07.17.12

TechBytes Episode 69: Richard Stallman on Restricted Boot (UEFI), Coreboot, GRUB, and Boot Freedom

Posted in TechBytes at 8:22 am by Dr. Roy Schestowitz

Techbytes 2012

Direct download as Ogg (0:13:28, 5.5 MB)

Summary: The first part of our interview with Richard Stallman covers Restricted Boot and related issues

I first interviewed Richard Stallman about 5 years ago. Yesterday I spoke to him about the subject of much debate in the Free software world right now. Here is a transcript of our conversation.

Dr. Roy Schestowitz: I want to know how big a threat you think the so-called “secure” boot is considered to be to the Free software movement.
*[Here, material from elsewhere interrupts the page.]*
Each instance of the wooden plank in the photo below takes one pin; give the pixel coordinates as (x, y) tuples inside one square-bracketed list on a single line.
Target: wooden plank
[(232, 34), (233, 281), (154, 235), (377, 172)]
Richard StallmanDr. Richard Stallman: It’s a disaster. Well, except that it’s not secure boot that’s a disaster, it’s restricted boot. Those are not the same. When it’s front of the control of the user, secure boot is a security feature. It allows the user to control what programs can run on a machine and thus prevent — you might say — unexpected malware from running. We have to distinguish the unexpected malware such as viruses from the expected malware such as Windows or Mac OS or Flash Player and so on, which are also malware; they have features that hurt the user but users know what they are installing. In any case, what secure boot does is that it causes the machine to only work with (?) programs that are signed with a certain key, your keys. And as long as the user controls which keys they are, then it’s a security feature. However, it can be chained into a set of digital handcuffs when the user doesn’t control the keys. And this [is] happening.

“We have to distinguish the unexpected malware such as viruses from the expected malware such as Windows or Mac OS…”Microsoft demands that ARM computers sold for Windows 8 be set up so that the user cannot change the keys; in other words, turn it into restricted boot. Now, this is not a security feature. This is abuse of the users. I think it ought to be illegal.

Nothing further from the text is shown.